BAROKA: Acau. Acau. Professô-uá. Sinhô Lakunle.

[Todos começam a chamar “Sinhô Lakunle”, e este é forçado a parar. Lakunle retorna e faz uma profunda vênia desde a cintura.]

LAKUNLE: Eu lhe desejo um bom dia, senhor.

BAROKA: “Guom dinha, guom dinha”, pois sim! É só isso Que recebemos do “Alakewe” (alacau). Viemos à sua casa, Esperando que ele mandasse nos servir cerveja, e só nos oferece Um “guom dinha”. Desde quando “guom dinha” refresca a garganta? Muito bem, muito bem, nosso homem de conhecimentos.

Espero que não tenhas perguntas para fazer ao velho hoje.

Nesse exemplo, é possível observar todos os elementos supracitados, que dizem respeito à construção da realidade ficcional por meio da fala dos personagens e do espaço cênico. Assim, o que primeiro se pode observar é que o tradutor mantém a grafia de Lakunlê e Baroka, que não apresentam mudanças fonológicas, nem gráficas, como a troca do “k” pelo “c”, o que representa a visibilidade gráfica do Outro na peça, uma vez que a pronúncia se mantém mas o estrangeiro é visto na forma escrita.

Além disso, há uma clara distinção entre os registros de fala de Lakunlê e Baroka. Ao optar por traduzir a saudação A good morning to you sir por “Eu lhe desejo um bom dia, senhor”, o tradutor deixa mais evidente esse distanciamento entre os personagens e altera o registro de Lakunlê do neutro, numa saudação normal, para um registro mais elaborado estilisticamente, ao adicionar “eu lhe desejo”.

Os elementos culturais aqui presentificados são: a variação linguística yorubá falada por Baroka, assim como as expressões utilizadas por todos ao verem Baroka se aproximar, a árvore odan, como já mencionado, e o costume de se oferecer cerveja.
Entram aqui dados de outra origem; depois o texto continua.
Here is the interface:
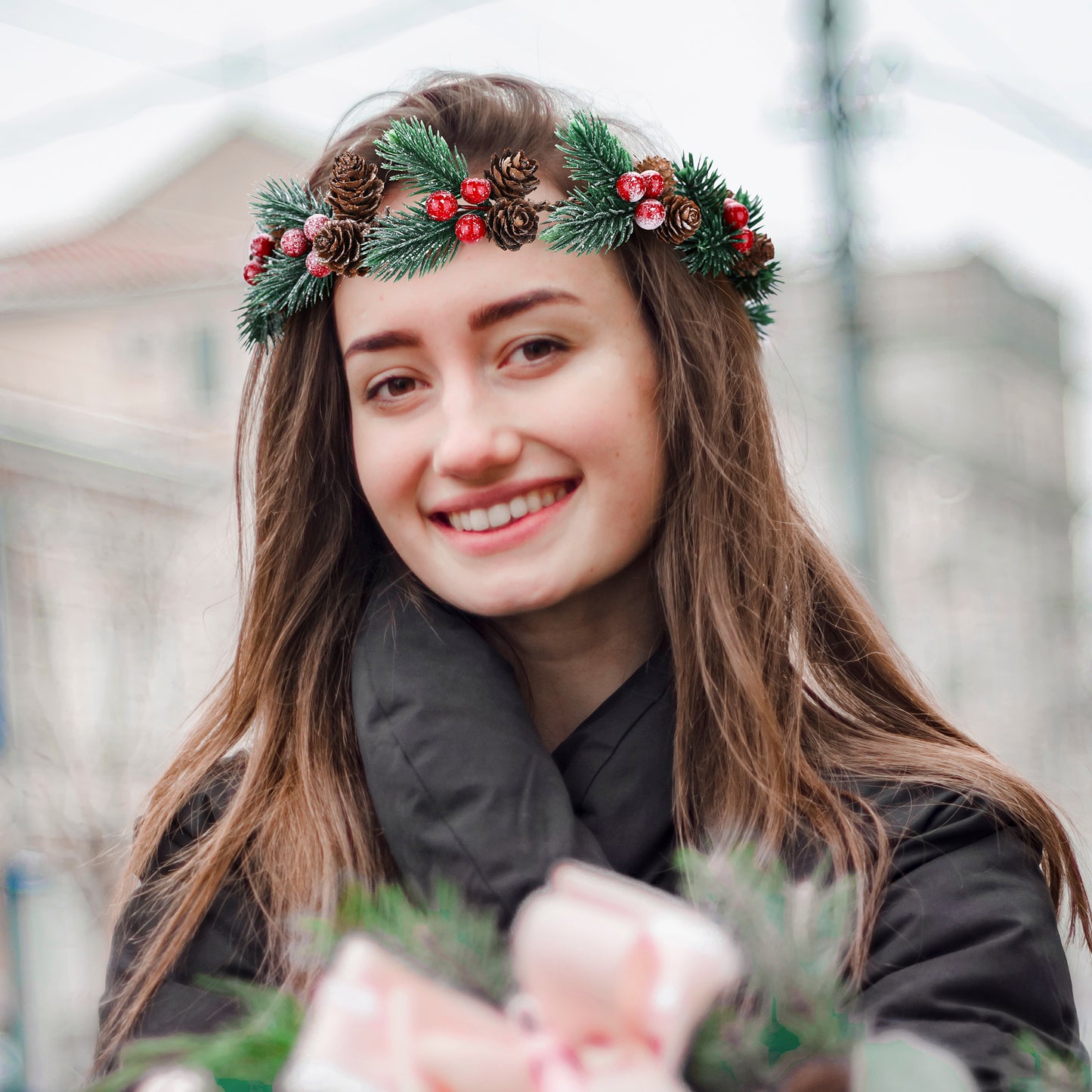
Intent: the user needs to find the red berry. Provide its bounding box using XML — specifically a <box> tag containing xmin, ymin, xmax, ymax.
<box><xmin>250</xmin><ymin>231</ymin><xmax>277</xmax><ymax>258</ymax></box>
<box><xmin>615</xmin><ymin>170</ymin><xmax>648</xmax><ymax>201</ymax></box>
<box><xmin>280</xmin><ymin>227</ymin><xmax>310</xmax><ymax>258</ymax></box>
<box><xmin>456</xmin><ymin>212</ymin><xmax>485</xmax><ymax>243</ymax></box>
<box><xmin>307</xmin><ymin>250</ymin><xmax>332</xmax><ymax>277</ymax></box>
<box><xmin>633</xmin><ymin>198</ymin><xmax>667</xmax><ymax>231</ymax></box>
<box><xmin>641</xmin><ymin>170</ymin><xmax>666</xmax><ymax>198</ymax></box>
<box><xmin>425</xmin><ymin>190</ymin><xmax>459</xmax><ymax>219</ymax></box>
<box><xmin>724</xmin><ymin>198</ymin><xmax>750</xmax><ymax>229</ymax></box>
<box><xmin>459</xmin><ymin>178</ymin><xmax>493</xmax><ymax>204</ymax></box>
<box><xmin>732</xmin><ymin>227</ymin><xmax>754</xmax><ymax>255</ymax></box>
<box><xmin>304</xmin><ymin>212</ymin><xmax>329</xmax><ymax>241</ymax></box>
As escolhas do tradutor ao

adequar fonologicamente “acau” diretamente, sem colocar essa adequação em parênteses, como é feito adiante com “alakawe”, difere da estratégia de não traduzir “Kabiyesi”. Tais diferenciações nas estratégias de tradução revelam uma assistematicidade no projeto de tradução do tradutor.

Assim, ao comparar as estratégias macroestruturais com as microestruturais, é possível perceber que esta obra traduzida foi pensada para o grande público, devido à capa colorida e aos paratextos, que apresentam o autor e a presente obra, além de informar, por meio de um glossário, as expressões e termos que pudessem causar algum tipo de estranhamento. Quanto à tradução, especificamente, as alterações feitas por Lagos dizem respeito ao ritmo de fala e à pronúncia dos termos estrangeiros, uma vez que há o acréscimo de pontuação rítmica, além da tentativa funcional da adequação fonológica das expressões yorubá.